画像内のバンドの数と名前を取得するには、getbands()
メソッドを使用します。
モード¶
画像の mode
は、画像内のピクセルの種類と深さを定義する文字列です。 各ピクセルは、ビット深度の全範囲を使用します。 したがって、1ビットピクセルの範囲は0〜1、8ビットピクセルの範囲は0〜255、32ビット符号付き整数ピクセルの範囲はINT32、32ビット浮動小数点ピクセルの範囲はFLOAT32です。 現在のリリースでは、次の標準モードがサポートされています。
1
(1ビットピクセル、白黒、バイトあたり1ピクセルで格納)
L
(8ビットピクセル、グレースケール)
P
(8ビットピクセル、カラーパレットを使用して他のモードにマッピング)
RGB
(3x8ビットピクセル、トゥルーカラー)
RGBA
(4x8ビットピクセル、透明マスク付きトゥルーカラー)
CMYK
(4x8ビットピクセル、色分解)
YCbCr
(3x8ビットピクセル、カラービデオフォーマット)
これは、ITU-R BT.2020 標準ではなく、JPEG 標準を指すことに注意してください。
LAB
(3x8ビットピクセル、L * a * b色空間)
HSV
(3x8ビットピクセル、色相、彩度、明度色空間)
色相の0〜255の範囲は、0度<=色相<360度のスケールバージョンです。
I
(32ビット符号付き整数ピクセル)
F
(32ビット浮動小数点ピクセル)
Pillow は、次のような、いくつかの追加モードについても限定的にサポートしています。
LA
(アルファ付きL)
PA
(アルファ付きP)
RGBX
(パディング付きトゥルーカラー)
RGBa
(乗算済みアルファ付きトゥルーカラー)
La
(乗算済みアルファ付きL)
I;16
(16ビット符号なし整数ピクセル)
I;16L
(16ビットリトルエンディアン符号なし整数ピクセル)
I;16B
(16ビットビッグエンディアン符号なし整数ピクセル)
I;16N
(16ビットネイティブエンディアン符号なし整数ピクセル)
乗算済みアルファとは、他の各チャンネルの値にアルファを掛けたものです。 たとえば、(10, 20, 30, 127)

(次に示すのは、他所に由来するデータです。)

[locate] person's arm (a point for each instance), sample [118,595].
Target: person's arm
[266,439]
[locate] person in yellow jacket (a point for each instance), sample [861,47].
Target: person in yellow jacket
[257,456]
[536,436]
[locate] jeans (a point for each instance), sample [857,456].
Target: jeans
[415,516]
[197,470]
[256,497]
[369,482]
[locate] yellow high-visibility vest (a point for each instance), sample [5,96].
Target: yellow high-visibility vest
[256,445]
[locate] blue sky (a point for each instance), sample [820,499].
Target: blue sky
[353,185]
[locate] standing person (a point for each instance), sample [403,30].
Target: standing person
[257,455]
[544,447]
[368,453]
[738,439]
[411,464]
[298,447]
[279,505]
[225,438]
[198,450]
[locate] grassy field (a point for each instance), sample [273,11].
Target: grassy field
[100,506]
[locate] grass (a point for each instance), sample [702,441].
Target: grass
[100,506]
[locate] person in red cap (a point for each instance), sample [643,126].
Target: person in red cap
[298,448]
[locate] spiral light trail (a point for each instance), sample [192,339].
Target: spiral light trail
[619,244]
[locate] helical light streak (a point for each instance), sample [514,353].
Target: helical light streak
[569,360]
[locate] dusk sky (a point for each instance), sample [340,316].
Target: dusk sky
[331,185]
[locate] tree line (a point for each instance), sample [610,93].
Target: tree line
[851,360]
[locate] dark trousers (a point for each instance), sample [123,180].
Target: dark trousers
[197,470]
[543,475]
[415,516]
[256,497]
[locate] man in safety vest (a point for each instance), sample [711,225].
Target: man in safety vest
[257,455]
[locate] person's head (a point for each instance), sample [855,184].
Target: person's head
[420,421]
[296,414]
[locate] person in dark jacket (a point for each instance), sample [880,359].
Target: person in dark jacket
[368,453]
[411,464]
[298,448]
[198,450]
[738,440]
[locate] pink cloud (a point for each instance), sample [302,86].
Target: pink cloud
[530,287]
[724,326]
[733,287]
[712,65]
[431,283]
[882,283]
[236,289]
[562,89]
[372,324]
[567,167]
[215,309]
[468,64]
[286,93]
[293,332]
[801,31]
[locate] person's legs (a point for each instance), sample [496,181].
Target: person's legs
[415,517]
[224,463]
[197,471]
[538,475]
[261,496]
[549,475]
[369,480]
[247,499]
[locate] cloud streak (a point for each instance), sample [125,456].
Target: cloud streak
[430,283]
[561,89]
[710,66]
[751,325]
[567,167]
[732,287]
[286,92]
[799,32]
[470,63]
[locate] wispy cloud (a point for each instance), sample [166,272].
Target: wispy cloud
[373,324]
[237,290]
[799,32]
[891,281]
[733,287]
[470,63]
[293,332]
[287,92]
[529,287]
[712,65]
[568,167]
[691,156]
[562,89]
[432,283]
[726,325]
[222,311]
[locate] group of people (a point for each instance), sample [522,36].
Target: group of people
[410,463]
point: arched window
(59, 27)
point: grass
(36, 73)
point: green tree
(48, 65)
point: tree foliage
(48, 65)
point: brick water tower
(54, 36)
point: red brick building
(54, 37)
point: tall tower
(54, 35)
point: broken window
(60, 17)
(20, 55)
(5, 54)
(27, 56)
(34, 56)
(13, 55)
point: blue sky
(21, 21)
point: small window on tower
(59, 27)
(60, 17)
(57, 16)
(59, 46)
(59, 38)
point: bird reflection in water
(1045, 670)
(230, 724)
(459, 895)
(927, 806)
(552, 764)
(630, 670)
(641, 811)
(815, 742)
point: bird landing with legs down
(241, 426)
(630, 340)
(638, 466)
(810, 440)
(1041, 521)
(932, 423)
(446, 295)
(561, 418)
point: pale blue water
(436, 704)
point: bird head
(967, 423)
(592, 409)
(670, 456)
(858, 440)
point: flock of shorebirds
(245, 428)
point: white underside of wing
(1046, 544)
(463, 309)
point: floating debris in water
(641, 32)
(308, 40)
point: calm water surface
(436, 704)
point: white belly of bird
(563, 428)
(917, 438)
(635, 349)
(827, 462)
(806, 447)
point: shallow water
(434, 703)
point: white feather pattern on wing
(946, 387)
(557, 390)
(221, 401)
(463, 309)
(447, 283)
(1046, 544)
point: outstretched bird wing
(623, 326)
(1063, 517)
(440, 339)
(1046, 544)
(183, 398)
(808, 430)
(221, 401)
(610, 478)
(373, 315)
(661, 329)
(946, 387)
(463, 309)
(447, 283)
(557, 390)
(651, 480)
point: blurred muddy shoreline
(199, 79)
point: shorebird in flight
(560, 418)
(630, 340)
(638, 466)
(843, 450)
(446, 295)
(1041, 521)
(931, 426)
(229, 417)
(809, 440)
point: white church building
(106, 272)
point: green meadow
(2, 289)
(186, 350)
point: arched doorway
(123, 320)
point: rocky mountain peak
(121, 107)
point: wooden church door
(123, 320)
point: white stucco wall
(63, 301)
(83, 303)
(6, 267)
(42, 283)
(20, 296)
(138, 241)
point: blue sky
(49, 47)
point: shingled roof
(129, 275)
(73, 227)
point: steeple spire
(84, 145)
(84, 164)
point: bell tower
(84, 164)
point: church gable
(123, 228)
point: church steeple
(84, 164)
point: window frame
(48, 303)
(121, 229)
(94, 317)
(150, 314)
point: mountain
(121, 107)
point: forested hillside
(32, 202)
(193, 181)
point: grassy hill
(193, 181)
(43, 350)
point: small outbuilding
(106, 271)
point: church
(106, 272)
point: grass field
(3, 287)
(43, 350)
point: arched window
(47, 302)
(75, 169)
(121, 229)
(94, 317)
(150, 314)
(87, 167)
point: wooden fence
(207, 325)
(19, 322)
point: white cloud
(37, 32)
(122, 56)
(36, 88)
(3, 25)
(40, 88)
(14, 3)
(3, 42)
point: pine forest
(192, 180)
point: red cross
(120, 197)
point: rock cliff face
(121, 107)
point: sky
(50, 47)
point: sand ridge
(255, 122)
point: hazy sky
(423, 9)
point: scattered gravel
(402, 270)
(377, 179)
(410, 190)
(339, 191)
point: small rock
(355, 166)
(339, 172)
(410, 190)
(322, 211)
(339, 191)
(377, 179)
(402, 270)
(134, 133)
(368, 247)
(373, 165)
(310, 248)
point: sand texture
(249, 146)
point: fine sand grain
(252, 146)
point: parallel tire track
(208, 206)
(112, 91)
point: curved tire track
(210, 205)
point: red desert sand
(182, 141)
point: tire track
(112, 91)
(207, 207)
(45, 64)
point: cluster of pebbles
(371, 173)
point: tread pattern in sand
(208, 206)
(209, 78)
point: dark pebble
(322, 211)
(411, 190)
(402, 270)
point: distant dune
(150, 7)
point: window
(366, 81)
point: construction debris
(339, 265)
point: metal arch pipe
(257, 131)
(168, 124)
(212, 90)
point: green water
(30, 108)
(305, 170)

の RGBA ピクセルは、(5, 10, 15, 127)
の RGBa ピクセルに変換されます。 R、G、B チャンネルの値は、アルファチャンネルの半透明の結果として半分になります。
これらの追加モードとは別に、Pillow は、チャンネルあたり8ビットを超える深さのマルチチャンネル画像をまだサポートしていません。
Pillow は、ユーザー定義モードもサポートしていません。 上記にリストされていないバンドの組み合わせを処理する必要がある場合は、Image オブジェクトのシーケンスを使用してください。
画像のモードは、mode
属性から読み取ることができます。 これは、上記の値のいずれかを含む文字列です。
サイズ¶
画像サイズは、size
属性から読み取ることができます。 これは、ピクセル単位の水平方向と垂直方向のサイズを含む2要素のタプルです。
座標系¶
Python Imaging Library は、左上隅を (0,0) とするデカルトピクセル座標系を使用します。 座標は、暗黙のピクセルの隅を指すことに注意してください。 (0, 0) としてアドレス指定されたピクセルの中心は、実際には (0.5, 0.5) にあります。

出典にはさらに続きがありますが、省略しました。